A few years back we had a pipe under the bath spring a leak. It was an old copper pipe which had corroded and over a few days a small pin-leak started squirting the bottom of the iron bath. It got louder and we had to get a plumber in. He had to smash through the external brick wall and replace the pipe.

At the time he said, "There must be something wrong with your water to corrode the pipe like that. You should get it tested."

I did follow up and got the water tested. It was fine. The chap at the testing lab in Wangaratta was kind enough to walk me through the test results, and he finished by saying, "It's great quality water. Better than what we drink here in town."

There are a few quality issues with the build of this house, so I put it down to using cheap or substandard pipe.

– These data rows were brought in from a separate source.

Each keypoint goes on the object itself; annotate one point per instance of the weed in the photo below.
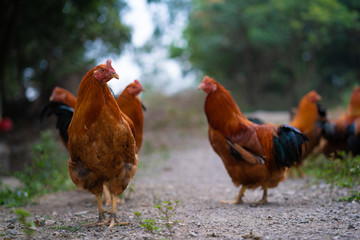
(68, 228)
(343, 171)
(47, 173)
(148, 224)
(167, 211)
(28, 226)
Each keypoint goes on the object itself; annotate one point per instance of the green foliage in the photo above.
(247, 46)
(167, 210)
(28, 226)
(57, 38)
(148, 224)
(47, 173)
(343, 172)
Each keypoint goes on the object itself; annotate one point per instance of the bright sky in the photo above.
(170, 78)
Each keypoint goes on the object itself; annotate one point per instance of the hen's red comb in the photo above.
(108, 64)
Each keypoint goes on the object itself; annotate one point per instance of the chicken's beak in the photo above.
(115, 75)
(201, 87)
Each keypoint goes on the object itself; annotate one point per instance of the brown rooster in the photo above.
(254, 155)
(101, 143)
(337, 132)
(309, 118)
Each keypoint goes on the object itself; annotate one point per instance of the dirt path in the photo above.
(192, 173)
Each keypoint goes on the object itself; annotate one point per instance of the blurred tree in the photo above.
(270, 52)
(43, 42)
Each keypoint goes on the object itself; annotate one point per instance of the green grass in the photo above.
(163, 221)
(342, 171)
(47, 173)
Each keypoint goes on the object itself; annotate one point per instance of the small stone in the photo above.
(81, 213)
(193, 234)
(49, 222)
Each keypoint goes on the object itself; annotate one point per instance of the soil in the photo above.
(188, 170)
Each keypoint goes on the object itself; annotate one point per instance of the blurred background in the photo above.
(268, 53)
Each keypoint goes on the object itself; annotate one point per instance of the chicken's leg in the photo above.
(238, 199)
(264, 199)
(107, 197)
(101, 212)
(112, 220)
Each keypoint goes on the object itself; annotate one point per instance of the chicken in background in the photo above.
(130, 104)
(353, 140)
(101, 143)
(340, 133)
(254, 155)
(62, 104)
(309, 118)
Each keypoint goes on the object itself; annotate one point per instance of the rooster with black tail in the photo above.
(254, 155)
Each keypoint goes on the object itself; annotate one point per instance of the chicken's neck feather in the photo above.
(92, 97)
(222, 112)
(306, 115)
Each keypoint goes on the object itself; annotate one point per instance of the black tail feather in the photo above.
(288, 146)
(64, 115)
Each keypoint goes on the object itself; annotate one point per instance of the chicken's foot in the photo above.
(238, 199)
(102, 212)
(112, 220)
(107, 196)
(264, 198)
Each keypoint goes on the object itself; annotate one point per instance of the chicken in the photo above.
(130, 104)
(340, 133)
(308, 118)
(101, 143)
(353, 140)
(62, 104)
(254, 155)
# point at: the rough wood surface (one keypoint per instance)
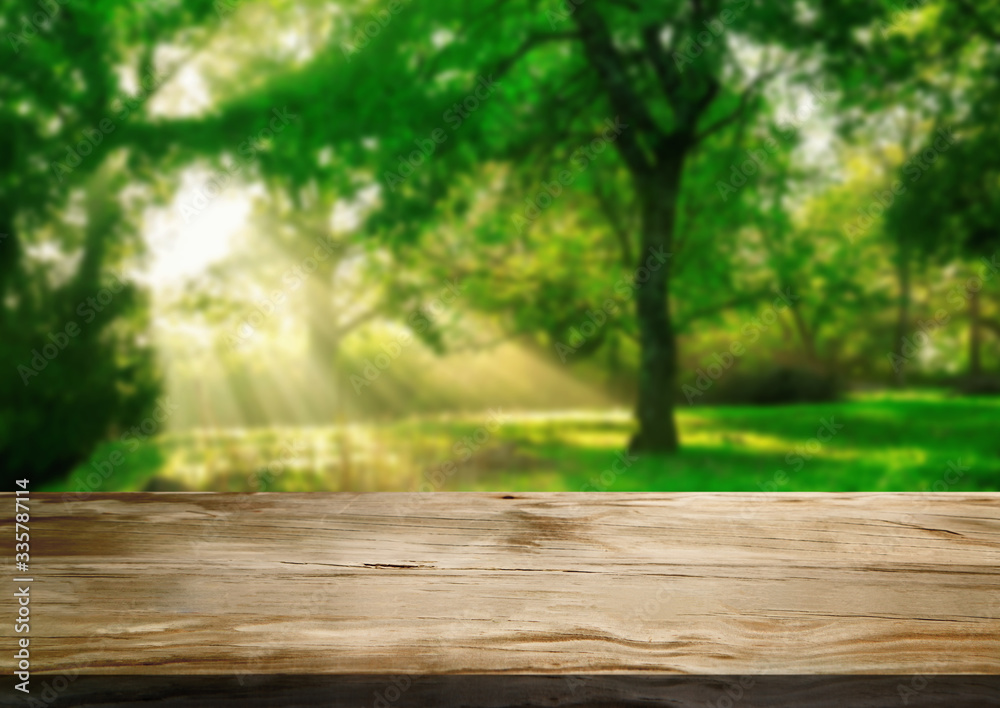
(443, 584)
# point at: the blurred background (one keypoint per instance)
(266, 245)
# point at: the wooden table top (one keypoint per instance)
(492, 583)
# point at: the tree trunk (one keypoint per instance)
(975, 337)
(657, 432)
(903, 317)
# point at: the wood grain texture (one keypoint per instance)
(453, 583)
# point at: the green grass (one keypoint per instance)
(897, 442)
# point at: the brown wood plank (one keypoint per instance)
(453, 583)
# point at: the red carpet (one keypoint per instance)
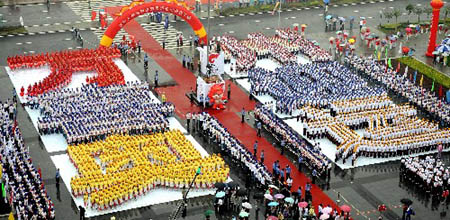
(229, 117)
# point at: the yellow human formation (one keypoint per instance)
(123, 167)
(139, 2)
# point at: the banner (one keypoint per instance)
(217, 62)
(202, 59)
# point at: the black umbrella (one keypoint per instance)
(233, 184)
(258, 195)
(241, 192)
(406, 201)
(219, 185)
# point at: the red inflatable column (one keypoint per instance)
(436, 5)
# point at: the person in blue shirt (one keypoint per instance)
(288, 171)
(314, 175)
(258, 126)
(255, 148)
(156, 78)
(262, 156)
(300, 163)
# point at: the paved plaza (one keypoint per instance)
(363, 188)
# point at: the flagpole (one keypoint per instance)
(279, 15)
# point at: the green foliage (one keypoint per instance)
(12, 30)
(428, 11)
(418, 11)
(388, 15)
(396, 13)
(409, 8)
(428, 71)
(266, 8)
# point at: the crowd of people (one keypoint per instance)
(429, 175)
(306, 47)
(315, 84)
(245, 57)
(23, 182)
(230, 146)
(276, 48)
(91, 112)
(311, 155)
(132, 165)
(403, 86)
(64, 63)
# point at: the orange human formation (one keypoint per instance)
(123, 167)
(64, 63)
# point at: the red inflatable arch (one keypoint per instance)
(148, 7)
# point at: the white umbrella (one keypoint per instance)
(247, 205)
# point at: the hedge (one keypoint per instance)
(428, 71)
(12, 30)
(269, 7)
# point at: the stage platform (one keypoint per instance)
(57, 144)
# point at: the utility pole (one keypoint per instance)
(279, 16)
(207, 34)
(174, 214)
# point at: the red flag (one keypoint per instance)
(93, 15)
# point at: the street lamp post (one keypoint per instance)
(279, 16)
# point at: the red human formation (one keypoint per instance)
(64, 63)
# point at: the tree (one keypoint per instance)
(409, 8)
(446, 11)
(388, 15)
(428, 11)
(396, 13)
(418, 11)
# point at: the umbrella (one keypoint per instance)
(219, 185)
(258, 196)
(279, 196)
(324, 216)
(406, 201)
(220, 194)
(247, 205)
(346, 208)
(289, 200)
(268, 196)
(243, 214)
(241, 192)
(273, 187)
(405, 49)
(327, 210)
(393, 37)
(302, 204)
(363, 29)
(271, 204)
(209, 212)
(232, 184)
(443, 48)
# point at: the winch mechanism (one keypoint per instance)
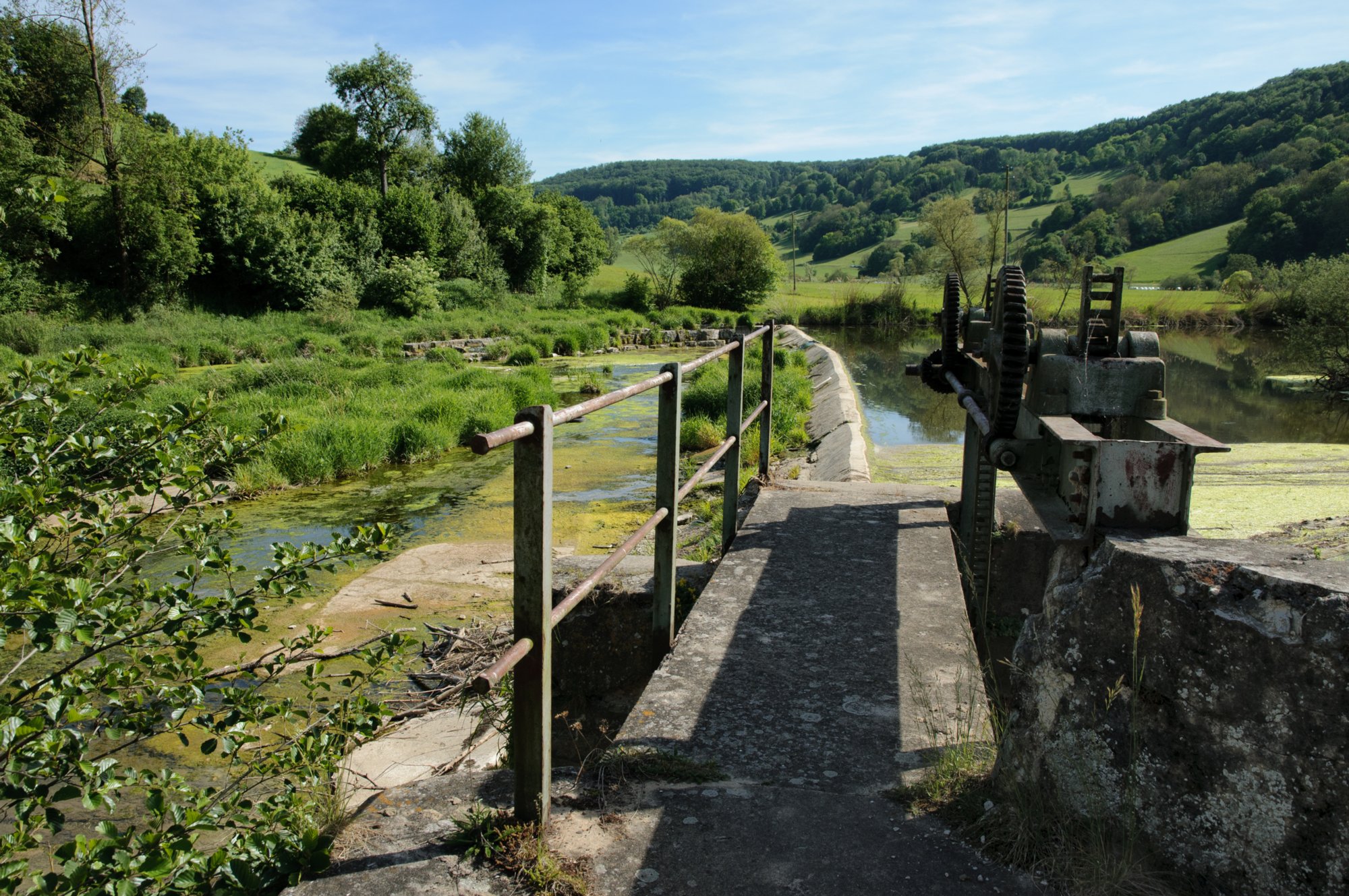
(1080, 420)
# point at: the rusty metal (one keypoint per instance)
(969, 402)
(1011, 353)
(708, 467)
(511, 657)
(1080, 420)
(589, 583)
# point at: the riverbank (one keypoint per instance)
(1259, 487)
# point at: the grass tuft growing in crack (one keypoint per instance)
(519, 849)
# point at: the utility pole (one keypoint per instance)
(1007, 212)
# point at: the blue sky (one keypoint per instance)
(590, 83)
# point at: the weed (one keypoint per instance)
(497, 709)
(480, 831)
(650, 764)
(519, 849)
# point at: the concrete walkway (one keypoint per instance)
(826, 656)
(821, 665)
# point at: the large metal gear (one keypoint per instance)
(1015, 355)
(952, 320)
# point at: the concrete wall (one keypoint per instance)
(838, 451)
(1234, 733)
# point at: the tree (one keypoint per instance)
(326, 138)
(482, 154)
(523, 231)
(380, 94)
(729, 261)
(105, 659)
(950, 223)
(92, 30)
(995, 204)
(662, 254)
(134, 100)
(581, 247)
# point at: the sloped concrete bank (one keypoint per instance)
(1208, 713)
(838, 451)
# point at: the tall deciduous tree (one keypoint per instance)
(482, 154)
(389, 111)
(94, 28)
(952, 225)
(662, 256)
(729, 261)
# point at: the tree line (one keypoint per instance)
(107, 207)
(1273, 156)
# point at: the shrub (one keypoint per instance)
(567, 345)
(637, 293)
(407, 287)
(1181, 281)
(107, 653)
(699, 434)
(523, 357)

But recently I have been thinking about water quality again. We are on a big tank. We have enough roofing to keep it filled almost all the time. Even with the terrible dry 6 months we've had recently, we still never dropped below half full. That's watering us...showers, taps, toilets etc, sheep and cattle. Sometimes I use water for the vegetable garden, but most the summer I pump that water from the river. The tank water tastes great. A former daughter-in-law used to complain about the water, which I pooh-poohed, but I think now she was probably complaining about the water as she received it from the bathroom tap. Which I now know was corroding. SO maybe she was right. But certainly the drinking water from the kitchen tap is fresh and clean tasting.

But tankwater means no chemical additives. You might get more than your fair share of minced mosquito larvae or leaf mulch, but you won't get any fluoride or chlorine. ( We have filters on the pipes to remove the sludge that accumulates in a farm tank. The water that comes out the tap is crystal clear.)

But maybe we need those chemicals.....if I had young children living here I would look into fluoride. It made a huge difference to my generation 's teeth health.

But chlorine? I hate the taste of town water, with chlorine being the chief offender.. Why would I want it in my own water? And at the other end, all our waste water goes into a septic tank. Why would I want sterilizing chemicals messing up my septic fermentation processes.....?

Well....

Recently our dishwasher started not washing properly. The usual crimes were committed, such as not cleaning the filter regularly, and washing plates with greasy smears of meat fat attached.

So I did all that you would normally do, pulled out the filter basket, flushed out the spindle and shook lumps out of it. There's a large wire mesh screen that sieves out big pieces. The underside accumulates fat, and that got cleaned too. The agitator is a small thing, and it draws water through the filter, the mesh screen then pumps it out at pressure through the spindle arms. But there was this weird, jelly-like-but-rubbery tan/brown ....stuff....accumulated inside the agitator. It was sort of glutinous, and I had trouble getting it out. In the end I hooked it with a toothpick, and it slowly pulled it out....it came out as a continuous piece that looked remarkably like a cooked oyster mushroom.

Put it all back together....still didn't wash. This is a long story, I'll make it short. It took me a few goes to realize that there was more than one blockage of the system, but in the end it was all the same fungal goo. But eventually I realized there was more of this stuff still inside the machine. As a last resort I pulled the bottom plate out of the dishwasher. This covers water channels that sit and carry the water from the body of the dishwasher through to the spindle to rev it up and spray the dishes.

Here's what it looked like:

All that brown goo is more mushroom material. It took me a long time to clean every nook and crevice. I figure if I leave any behind it will reseed and start a new colony.

I mostly filled a 1 litre jug with it.

Theoretically it should be edible! After all, everything we wash in the dishwasher comes into contact with it. I have resisted the urge to try frying it up, or perhaps adding it to a Beef Wellington for visitors.

But the water still tastes great.

(I should say, I have tried running some cycles with bi-carb and vinegar, with sodium hydroxide, and with machine-cleaning chemicals and so on. Mushrooms keep on growing.)